Friday, June 08, 2012

"Summertime, summertime, sum, sum, summertime. . ."

School is out for the next 11 weeks - it seems to get shorter every year!!  I packed up my room today - an odious task - made more odious by the pressure to be done - pressure from the librarian, the nurse, the custodian, and the office manager who have to sign you out!

Usually I start two weeks before - doing a little every day - that way I don't overburden my 3 paltry wastebaskets!!

But this year I didn't.  I did some last week - but not much.  I should have thrown more away - instead I just stuffed it all into cupboards and closets.  It will all be there in August - and I will wonder why I didn't pack up more carefully!!

It's this way most years.  In fact, I do lots of things that way.

But I'm not going to let it spoil my holiday!!

Sunday, June 03, 2012

Sunday Night Thoughts

Harry's new High Council calling has him in the role of the new Seminary principal!!  I told him I loved the idea of being married to a principal!

I hadn't been to a Seminary graduation for several years - probably not since Noah's.  It made me think of my Seminary years - I'm sure they had a graduation - because I have a Seminary diploma.  But I'm thinking they handed them to us in Sacrament meeting maybe.
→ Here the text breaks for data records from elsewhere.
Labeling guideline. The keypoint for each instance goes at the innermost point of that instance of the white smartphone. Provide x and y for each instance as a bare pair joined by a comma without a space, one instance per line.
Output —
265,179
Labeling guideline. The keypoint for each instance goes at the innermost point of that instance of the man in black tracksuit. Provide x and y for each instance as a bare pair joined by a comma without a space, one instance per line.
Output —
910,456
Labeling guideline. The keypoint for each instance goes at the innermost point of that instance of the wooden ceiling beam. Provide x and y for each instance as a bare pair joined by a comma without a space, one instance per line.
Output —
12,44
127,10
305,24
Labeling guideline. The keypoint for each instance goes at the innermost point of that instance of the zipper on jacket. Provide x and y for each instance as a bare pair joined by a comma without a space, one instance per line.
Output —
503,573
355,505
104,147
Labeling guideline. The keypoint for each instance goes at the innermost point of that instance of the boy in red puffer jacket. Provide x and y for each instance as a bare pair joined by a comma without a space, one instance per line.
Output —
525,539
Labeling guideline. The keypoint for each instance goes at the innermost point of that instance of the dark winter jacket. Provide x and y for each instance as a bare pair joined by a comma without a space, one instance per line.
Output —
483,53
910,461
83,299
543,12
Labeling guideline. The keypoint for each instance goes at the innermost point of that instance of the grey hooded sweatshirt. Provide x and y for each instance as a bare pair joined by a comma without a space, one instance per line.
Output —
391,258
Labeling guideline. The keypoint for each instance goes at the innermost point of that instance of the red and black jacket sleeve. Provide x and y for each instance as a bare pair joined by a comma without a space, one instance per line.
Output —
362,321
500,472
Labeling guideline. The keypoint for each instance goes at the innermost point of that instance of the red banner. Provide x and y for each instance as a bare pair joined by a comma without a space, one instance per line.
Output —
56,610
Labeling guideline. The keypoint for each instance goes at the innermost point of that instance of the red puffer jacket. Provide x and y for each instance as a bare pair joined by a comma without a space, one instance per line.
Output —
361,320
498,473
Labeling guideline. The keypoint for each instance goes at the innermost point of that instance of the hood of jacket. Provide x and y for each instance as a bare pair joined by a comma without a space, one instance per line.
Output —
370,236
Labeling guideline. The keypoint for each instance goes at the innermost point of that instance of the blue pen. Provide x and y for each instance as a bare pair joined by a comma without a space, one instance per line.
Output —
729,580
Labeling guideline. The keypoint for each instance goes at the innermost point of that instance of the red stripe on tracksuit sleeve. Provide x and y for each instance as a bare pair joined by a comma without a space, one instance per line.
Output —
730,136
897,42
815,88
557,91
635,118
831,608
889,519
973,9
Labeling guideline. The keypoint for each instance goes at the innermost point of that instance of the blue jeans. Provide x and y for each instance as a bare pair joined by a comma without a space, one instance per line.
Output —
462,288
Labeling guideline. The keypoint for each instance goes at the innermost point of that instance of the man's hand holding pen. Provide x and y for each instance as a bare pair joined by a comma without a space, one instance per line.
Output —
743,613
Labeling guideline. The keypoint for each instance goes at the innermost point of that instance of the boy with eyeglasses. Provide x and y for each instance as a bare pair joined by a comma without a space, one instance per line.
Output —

And of course, thinking about graduating from Seminary made me think of graduating from high school.  And thinking about graduating from high school made me think of going to college.  And thinking of going to college reminded me of what a great experience it was to live with and come to love some wonderful women.  Women who still stay in touch - not as much as I'd like - but then few are correspondents like I am - but when we do get together, the years melt away!

I guess I need to plan a reunion or something!

(I am getting together with some high school friends this month - and looking forward to it - I will report!!)

Meanwhile I will go get a glass of milk to go with the cookie I gave the mouse!